瞑想をして「無」になろうとすると、前述の通り過去の後悔とか、未来への不安、渇望等が心に浮かんでくるわけです。でも、過去や未来のことを考えることに大した意味はないんですよ。終わってしまった過去のことを悔いても仕方ないし、誰も分からない未来に対して思考を巡らせることもそうです。

それより「今」を懸命に生きることが、ひいては明るい未来へと繋がり、更には過去の意味も変えていけるってヨーダがむっちゃ言ってました。あと、何気ない日常への感謝ですね。

いや、何回も書いてますけど、この修行中ガチで日常の娯楽全てを禁止されるんですよ。すると、自分が普段いかに幸せで楽しい毎日を過ごせているかということを実感するようになるんです。

人と笑い合えるとか、好きな音楽聞けるとかもう全部最高のことですし、まず街に戻って最初に食べたマクドナルドのチーズバーガーが美味すぎて死ぬかと思いましたからね。良い意味で、幸せへのハードルはガッツリ下がりましたね。

今回この修行をして、めちゃめちゃキツかったのでもう一生やりたくないし、瞑想を日常に取り入れようとも全く思わないですけど、また1つ違う世界が見れて、ものすごく良い勉強になりました。

まとめ

この「ヴィパッサナー瞑想」って、毎年たくさんの参加者がいるんですけど、皆かなりの覚悟を決めて参加しに来てるんですよ。

中にはマジで悟り開こうと思ってる人もいるし、とにかくむっちゃガチの人が多いんですよ。

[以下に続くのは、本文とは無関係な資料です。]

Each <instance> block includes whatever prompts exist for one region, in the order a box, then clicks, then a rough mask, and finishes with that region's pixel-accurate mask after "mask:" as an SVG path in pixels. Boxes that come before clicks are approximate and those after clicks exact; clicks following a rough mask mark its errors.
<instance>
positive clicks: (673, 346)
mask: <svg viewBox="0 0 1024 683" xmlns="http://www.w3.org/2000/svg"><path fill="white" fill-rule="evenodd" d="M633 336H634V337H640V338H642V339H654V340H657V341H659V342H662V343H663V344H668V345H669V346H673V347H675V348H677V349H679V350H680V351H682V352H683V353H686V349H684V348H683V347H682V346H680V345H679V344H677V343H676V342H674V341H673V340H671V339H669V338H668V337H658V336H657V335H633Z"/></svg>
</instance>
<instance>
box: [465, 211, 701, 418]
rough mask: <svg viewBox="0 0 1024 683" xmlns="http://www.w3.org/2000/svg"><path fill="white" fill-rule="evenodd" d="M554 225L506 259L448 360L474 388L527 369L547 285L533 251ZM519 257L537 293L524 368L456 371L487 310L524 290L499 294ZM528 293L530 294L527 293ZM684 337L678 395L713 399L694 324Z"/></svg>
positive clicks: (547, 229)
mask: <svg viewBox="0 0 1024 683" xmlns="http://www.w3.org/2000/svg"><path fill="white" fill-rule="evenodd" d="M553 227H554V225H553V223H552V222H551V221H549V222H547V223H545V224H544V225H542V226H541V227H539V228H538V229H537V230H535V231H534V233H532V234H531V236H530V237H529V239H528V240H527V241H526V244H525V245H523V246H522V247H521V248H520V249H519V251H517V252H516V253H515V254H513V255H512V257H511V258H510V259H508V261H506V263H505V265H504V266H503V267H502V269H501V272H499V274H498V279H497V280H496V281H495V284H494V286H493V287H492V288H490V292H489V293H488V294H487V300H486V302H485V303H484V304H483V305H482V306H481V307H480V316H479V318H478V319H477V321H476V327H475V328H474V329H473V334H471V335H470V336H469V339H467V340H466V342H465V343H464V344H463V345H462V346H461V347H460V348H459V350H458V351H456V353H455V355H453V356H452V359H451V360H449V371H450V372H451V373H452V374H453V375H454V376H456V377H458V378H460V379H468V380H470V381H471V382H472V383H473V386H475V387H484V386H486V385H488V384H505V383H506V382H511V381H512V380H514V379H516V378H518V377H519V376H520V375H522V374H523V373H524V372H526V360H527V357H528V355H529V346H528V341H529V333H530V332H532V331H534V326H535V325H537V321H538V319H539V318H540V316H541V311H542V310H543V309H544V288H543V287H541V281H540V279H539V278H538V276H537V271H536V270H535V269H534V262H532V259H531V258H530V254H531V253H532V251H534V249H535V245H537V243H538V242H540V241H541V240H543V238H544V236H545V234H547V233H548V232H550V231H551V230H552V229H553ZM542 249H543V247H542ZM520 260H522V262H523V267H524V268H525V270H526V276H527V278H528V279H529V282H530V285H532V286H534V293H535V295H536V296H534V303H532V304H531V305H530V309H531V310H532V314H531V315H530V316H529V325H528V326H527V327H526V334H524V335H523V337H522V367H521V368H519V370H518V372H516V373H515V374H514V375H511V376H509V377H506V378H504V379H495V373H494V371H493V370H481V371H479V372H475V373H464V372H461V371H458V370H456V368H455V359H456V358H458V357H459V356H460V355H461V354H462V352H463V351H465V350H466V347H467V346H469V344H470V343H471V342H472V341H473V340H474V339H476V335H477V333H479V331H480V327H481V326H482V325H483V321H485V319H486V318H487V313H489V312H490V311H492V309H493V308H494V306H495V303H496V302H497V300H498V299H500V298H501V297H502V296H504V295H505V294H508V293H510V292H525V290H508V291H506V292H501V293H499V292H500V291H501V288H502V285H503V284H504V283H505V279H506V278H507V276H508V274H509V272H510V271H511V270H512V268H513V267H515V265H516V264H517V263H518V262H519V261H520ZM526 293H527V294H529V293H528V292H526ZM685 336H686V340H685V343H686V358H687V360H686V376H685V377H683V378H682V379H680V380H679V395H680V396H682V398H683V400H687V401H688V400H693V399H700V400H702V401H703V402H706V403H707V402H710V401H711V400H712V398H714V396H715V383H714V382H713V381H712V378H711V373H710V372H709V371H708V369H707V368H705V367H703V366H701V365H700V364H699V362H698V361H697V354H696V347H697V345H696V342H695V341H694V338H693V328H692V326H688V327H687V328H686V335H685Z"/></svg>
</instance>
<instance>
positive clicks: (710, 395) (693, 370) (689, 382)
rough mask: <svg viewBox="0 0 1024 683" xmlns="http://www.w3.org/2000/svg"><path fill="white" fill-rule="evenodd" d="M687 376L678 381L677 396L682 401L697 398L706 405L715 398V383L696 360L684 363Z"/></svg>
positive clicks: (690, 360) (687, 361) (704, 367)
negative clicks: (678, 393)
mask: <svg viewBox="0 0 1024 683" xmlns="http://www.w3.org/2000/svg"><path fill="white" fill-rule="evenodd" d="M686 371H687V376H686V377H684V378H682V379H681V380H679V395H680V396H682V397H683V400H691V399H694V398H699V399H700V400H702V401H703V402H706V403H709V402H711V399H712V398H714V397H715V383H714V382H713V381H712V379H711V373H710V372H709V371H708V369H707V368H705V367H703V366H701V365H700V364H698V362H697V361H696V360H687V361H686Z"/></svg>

興味本位で参加してしまう人も中にはいるみたいなんですけど、そういう人はそのガチさに途中でついていけなくなって、リタイアしてしまう人も少なくないそうなんですね。

でも僕、完全にその「興味本位で参加しに来た奴」だったんですよ。本当にこの修行ってキツくて、興味本位で参加していい代物なんかじゃありませんでした。ただ、キツいのを前提で参加してみると面白いと思います。

結果的にいうと、僕、「悟り」開きましたからね。

「ヴィパッサナー瞑想」は、発祥であるインドの各地で参加することができ、なんと日本でも、京都と千葉に修行できる施設があるそうです。そろそろ悟り開こうかなとお考えの方は、是非参加してみては如何でしょうか。